2. Ranking Module: The ranking module takes the set of relevant pages and ranks them. The outcome of the ranking is an ordered list of web pages such that the pages near the top of the list are most likely to be what you desire from your search. This ranking is the same as assigning a popularity score to each web site and then listing the relevant sites by this score.

This section focuses on the Linear Algebra behind the Ranking Module developed by the founders of Google: Sergey Brin and Larry Page. Their algorithm is called the Page Rank algorithm, and you use it every single time you use Google's search engine.
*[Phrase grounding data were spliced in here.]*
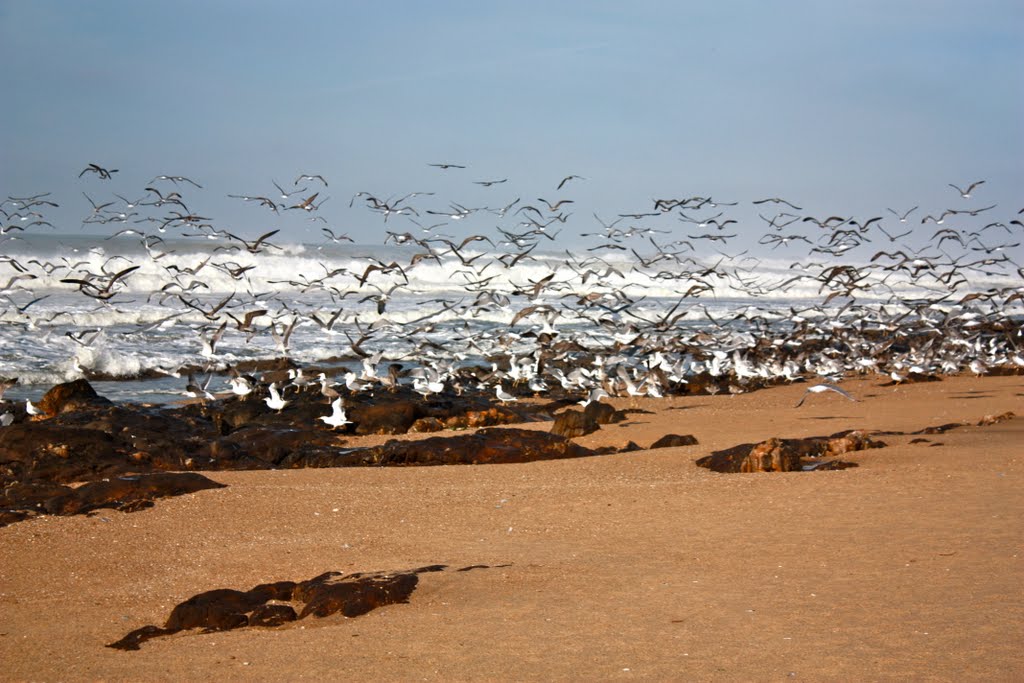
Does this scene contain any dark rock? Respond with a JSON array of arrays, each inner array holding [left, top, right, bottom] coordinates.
[[211, 399, 269, 433], [215, 425, 332, 469], [876, 422, 964, 437], [0, 509, 36, 526], [697, 430, 883, 473], [165, 581, 297, 631], [807, 460, 859, 471], [37, 379, 112, 417], [584, 401, 625, 425], [741, 438, 802, 473], [0, 378, 592, 527], [551, 409, 598, 438], [350, 400, 419, 435], [107, 625, 174, 651], [443, 407, 521, 430], [296, 569, 426, 619], [354, 428, 596, 466], [917, 423, 964, 434], [649, 434, 699, 448], [42, 472, 225, 516], [822, 430, 880, 457], [409, 417, 445, 433], [0, 479, 71, 509], [0, 422, 122, 483], [248, 603, 298, 627], [109, 565, 450, 651]]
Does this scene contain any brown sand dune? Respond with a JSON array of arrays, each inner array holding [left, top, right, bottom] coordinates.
[[1, 374, 1021, 681]]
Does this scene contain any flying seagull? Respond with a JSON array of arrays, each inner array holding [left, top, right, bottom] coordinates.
[[794, 383, 858, 408], [556, 175, 585, 190], [949, 180, 985, 198], [79, 163, 118, 180]]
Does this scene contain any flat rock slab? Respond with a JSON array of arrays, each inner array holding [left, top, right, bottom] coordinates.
[[43, 472, 226, 516], [352, 427, 597, 466], [649, 434, 699, 449], [1, 472, 225, 524], [108, 564, 496, 651]]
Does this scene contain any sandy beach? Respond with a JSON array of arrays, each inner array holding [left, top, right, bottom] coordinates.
[[1, 374, 1021, 681]]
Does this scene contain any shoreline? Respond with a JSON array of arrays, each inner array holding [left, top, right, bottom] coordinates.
[[1, 374, 1021, 681]]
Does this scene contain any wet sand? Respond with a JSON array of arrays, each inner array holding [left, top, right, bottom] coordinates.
[[1, 374, 1022, 681]]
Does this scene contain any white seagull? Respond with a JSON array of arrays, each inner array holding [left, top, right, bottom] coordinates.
[[495, 384, 517, 403], [794, 383, 858, 408], [579, 387, 609, 407], [264, 382, 288, 412], [319, 397, 352, 429]]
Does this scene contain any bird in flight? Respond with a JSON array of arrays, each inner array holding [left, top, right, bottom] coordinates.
[[949, 180, 985, 198], [151, 175, 202, 188], [287, 192, 322, 211], [752, 197, 803, 211], [295, 174, 328, 187], [556, 175, 585, 190], [794, 383, 858, 407], [60, 265, 140, 301], [79, 163, 118, 180], [428, 163, 466, 169], [886, 206, 918, 222]]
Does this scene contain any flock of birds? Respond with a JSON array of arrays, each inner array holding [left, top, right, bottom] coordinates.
[[1, 164, 1022, 424]]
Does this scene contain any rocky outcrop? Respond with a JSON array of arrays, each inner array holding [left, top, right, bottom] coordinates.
[[42, 472, 225, 515], [551, 409, 598, 438], [353, 427, 595, 466], [36, 378, 113, 417], [0, 380, 605, 526], [696, 430, 884, 473]]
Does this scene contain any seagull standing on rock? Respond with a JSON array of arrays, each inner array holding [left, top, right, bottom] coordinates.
[[495, 385, 517, 403]]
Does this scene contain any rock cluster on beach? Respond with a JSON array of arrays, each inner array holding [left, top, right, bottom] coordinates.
[[7, 375, 1008, 526], [0, 379, 604, 525]]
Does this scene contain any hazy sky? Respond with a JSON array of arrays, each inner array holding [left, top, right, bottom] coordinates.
[[1, 0, 1021, 247]]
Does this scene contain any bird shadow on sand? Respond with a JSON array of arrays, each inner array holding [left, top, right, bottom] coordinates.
[[666, 404, 709, 411], [949, 392, 994, 399]]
In simple terms: A webpage is important if it is pointed to by other important pages.

The Internet can be viewed as a directed graph (look up this term here on Wikipedia) where the nodes are the web pages and the edges are the hyperlinks between the pages. The hyperlinks into a page are called in links, and the ones pointing out of a page are called out links. In essence, a hyperlink from my page to yours is my endorsement of your page. Thus, a page with more recommendations must be more important than a page with a few links. However, the status of the recommendation is also important.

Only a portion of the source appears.